What do you do next to update your W-4?
The online tool gives you step-by-step instructions for how to fill out a W-4. And you’re easily able to download a blank W-4 to give to your employer.
If you want to withhold more money in taxes, you need to fill out that W-4 and give it to your employer.
Will this exercise even be worthwhile?
The more willing you are to dig for your real numbers, the better your odds for a clear tax picture.
Amazingly, the format of the new estimator is extremely straightforward. To get more comfortable with it, I played around by plugging in some random numbers to see how you move from one point to the next.

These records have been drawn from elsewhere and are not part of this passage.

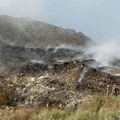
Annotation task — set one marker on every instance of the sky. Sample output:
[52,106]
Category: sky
[98,19]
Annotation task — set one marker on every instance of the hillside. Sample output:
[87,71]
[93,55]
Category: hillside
[29,33]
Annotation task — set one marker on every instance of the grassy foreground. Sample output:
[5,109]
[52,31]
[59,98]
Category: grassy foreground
[98,107]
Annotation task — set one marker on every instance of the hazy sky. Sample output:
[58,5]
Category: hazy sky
[98,19]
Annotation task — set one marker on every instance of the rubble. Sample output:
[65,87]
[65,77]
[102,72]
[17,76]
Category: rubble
[56,85]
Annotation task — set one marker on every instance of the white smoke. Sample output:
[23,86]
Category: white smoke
[105,53]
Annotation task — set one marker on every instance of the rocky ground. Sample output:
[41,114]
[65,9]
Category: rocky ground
[61,85]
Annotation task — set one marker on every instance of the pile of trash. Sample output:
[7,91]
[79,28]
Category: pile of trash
[62,85]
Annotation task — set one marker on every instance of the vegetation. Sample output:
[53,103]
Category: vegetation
[99,107]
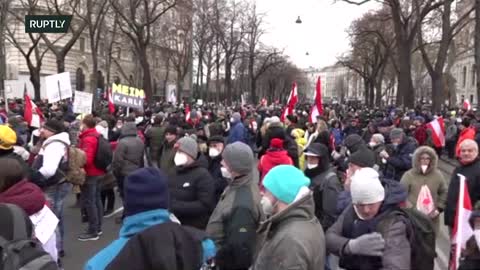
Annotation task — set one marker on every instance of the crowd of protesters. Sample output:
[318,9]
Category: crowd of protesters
[240,187]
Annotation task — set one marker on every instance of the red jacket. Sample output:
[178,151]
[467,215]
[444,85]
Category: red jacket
[271,159]
[467,133]
[420,134]
[88,142]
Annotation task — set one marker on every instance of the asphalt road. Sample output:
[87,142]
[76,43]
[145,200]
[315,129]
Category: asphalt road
[77,252]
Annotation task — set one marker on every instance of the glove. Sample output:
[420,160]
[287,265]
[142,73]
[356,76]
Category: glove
[371,244]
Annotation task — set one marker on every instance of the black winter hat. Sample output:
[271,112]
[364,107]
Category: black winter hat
[146,189]
[364,157]
[54,126]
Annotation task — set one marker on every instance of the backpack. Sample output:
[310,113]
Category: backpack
[23,253]
[104,155]
[421,236]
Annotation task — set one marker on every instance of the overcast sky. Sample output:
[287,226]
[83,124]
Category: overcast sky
[322,33]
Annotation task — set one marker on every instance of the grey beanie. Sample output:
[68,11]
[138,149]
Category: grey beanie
[396,133]
[239,157]
[189,146]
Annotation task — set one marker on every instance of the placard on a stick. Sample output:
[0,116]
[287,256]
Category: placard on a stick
[59,87]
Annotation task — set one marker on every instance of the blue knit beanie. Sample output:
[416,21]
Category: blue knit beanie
[145,189]
[284,182]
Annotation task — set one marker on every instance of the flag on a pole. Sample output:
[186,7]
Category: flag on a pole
[291,102]
[462,231]
[437,127]
[317,108]
[32,114]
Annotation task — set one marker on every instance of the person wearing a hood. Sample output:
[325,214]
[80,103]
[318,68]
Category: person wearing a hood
[238,132]
[91,189]
[275,155]
[470,168]
[16,189]
[324,183]
[357,237]
[50,166]
[291,237]
[167,151]
[216,145]
[471,254]
[298,135]
[128,155]
[425,184]
[146,205]
[192,188]
[234,221]
[466,133]
[400,159]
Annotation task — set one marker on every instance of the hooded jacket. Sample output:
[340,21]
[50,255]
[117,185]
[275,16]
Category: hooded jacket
[397,250]
[414,179]
[292,239]
[192,194]
[326,188]
[128,155]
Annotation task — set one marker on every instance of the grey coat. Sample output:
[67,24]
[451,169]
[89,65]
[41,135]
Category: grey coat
[397,250]
[128,155]
[292,239]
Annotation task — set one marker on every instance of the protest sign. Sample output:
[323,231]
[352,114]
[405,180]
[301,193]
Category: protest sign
[128,96]
[82,103]
[58,87]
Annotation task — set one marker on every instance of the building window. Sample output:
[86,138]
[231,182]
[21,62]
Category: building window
[473,71]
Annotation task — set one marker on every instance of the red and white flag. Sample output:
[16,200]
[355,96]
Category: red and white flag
[437,127]
[466,105]
[291,102]
[317,108]
[462,231]
[111,106]
[32,114]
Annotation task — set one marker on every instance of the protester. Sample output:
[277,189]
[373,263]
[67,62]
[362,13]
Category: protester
[292,237]
[425,184]
[234,221]
[191,188]
[355,236]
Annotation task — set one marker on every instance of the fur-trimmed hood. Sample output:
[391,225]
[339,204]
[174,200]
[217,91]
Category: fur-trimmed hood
[416,159]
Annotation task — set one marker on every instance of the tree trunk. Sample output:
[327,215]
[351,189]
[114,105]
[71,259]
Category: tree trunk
[477,48]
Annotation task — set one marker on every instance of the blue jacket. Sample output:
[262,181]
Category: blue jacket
[238,133]
[132,225]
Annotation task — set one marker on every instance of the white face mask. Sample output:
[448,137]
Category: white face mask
[311,166]
[180,159]
[476,233]
[424,168]
[267,206]
[213,152]
[225,173]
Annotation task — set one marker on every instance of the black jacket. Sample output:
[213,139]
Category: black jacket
[167,246]
[192,194]
[472,174]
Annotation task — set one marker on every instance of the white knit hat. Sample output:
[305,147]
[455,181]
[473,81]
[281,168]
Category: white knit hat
[366,187]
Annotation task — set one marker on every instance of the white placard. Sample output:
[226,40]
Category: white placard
[82,103]
[45,222]
[58,87]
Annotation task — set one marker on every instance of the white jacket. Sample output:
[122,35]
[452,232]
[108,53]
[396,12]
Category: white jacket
[52,153]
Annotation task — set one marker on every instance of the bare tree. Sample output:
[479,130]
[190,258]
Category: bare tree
[435,68]
[136,20]
[33,52]
[56,7]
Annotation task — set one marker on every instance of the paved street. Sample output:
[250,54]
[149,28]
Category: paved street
[77,253]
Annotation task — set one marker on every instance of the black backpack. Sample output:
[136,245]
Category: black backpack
[421,236]
[23,253]
[104,155]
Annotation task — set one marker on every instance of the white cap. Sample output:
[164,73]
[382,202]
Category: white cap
[366,187]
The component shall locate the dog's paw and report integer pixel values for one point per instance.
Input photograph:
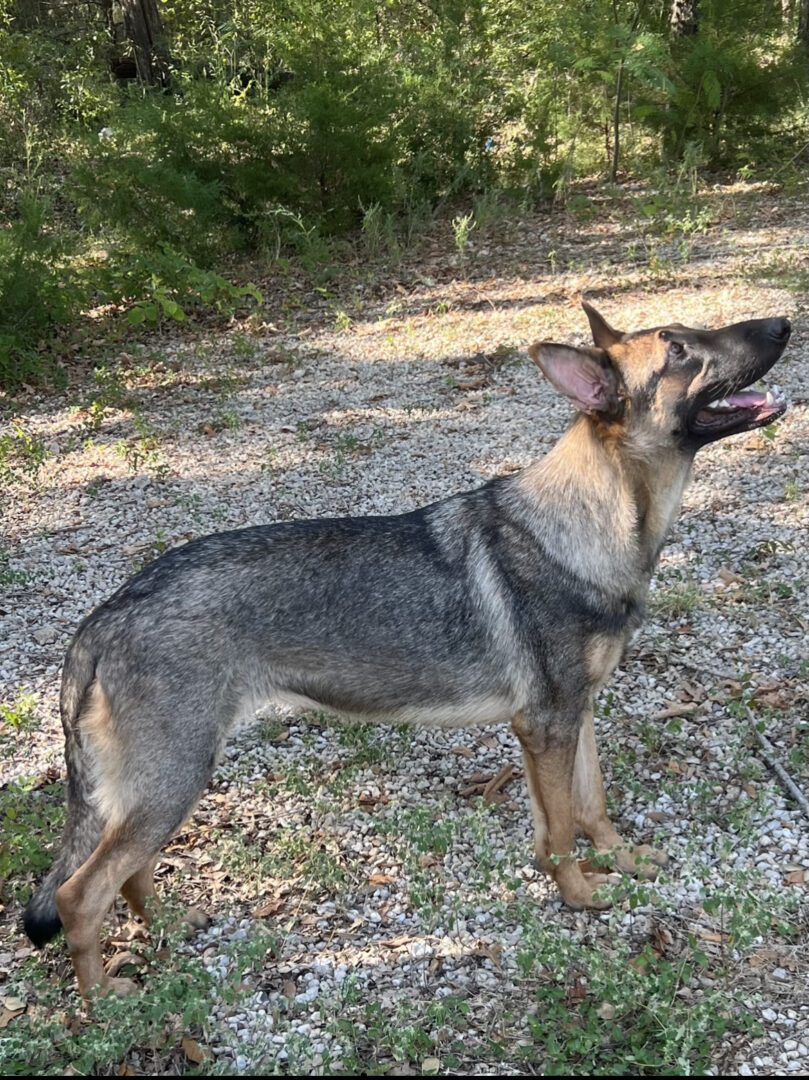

The only challenge, as I see it, will be getting your correct paperwork in order. It’s important to know information about your tax situation, such as if you’re going to claim deductions or take the standard deduction.
If you can do that, well, a clear graphic pops up at the end to spell out what kind of refund you might expect after you file your tax return in 2020.
You’ll be shown an estimate for how much you might owe in taxes or the size of you estimated tax refund.
And there’s a bar to show you how to make adjustments — even now. There’s process to follow if you want to get a refund and another if you want to owe as little as possible.
“Just as before, the more detail you put in the calculator, the more accurate the outcome will be,” said Nathan Rigney, who is a lead tax research analyst at H&R Block’s Tax Institute.
“Unfortunately, we know that most people aren’t comfortable updating their W-4 on their own and that very few did, even after tax reform.”
So it’s important that the IRS took the step to make it as easy as possible for people.
What’s attractive about the online format is that it’s not intimidating and you’re not handing over anything personal like a Social Security number or your bank account information.
“It’s easy if you’re sophisticated enough and organized enough to use it correctly,” said George W. Smith, a certified public account in Southfield.
“Do I like and support it? Yes, definitely.”
Some tax experts say they’d view the new estimator as a much more helpful tool than previous online calculators at www.irs.gov.
“It’s user-friendly and takes a more comprehensive look at a person’s overall tax picture,” said Patricia Bojanic, a certified public accountant at Gordon Advisors in Troy.
One highlight: A married couple has a simpler time taking into account the wages, as well as the taxes being withheld, for both spouses.
“If used with the right information, it should result in much more accurate withholding,” Bojanic said.
Maybe it won’t turn out exactly on the money. But even if you make a good faith effort, things could turn out far better than if you simply kicked next year’s tax return down the road and totally ignored the potential problems.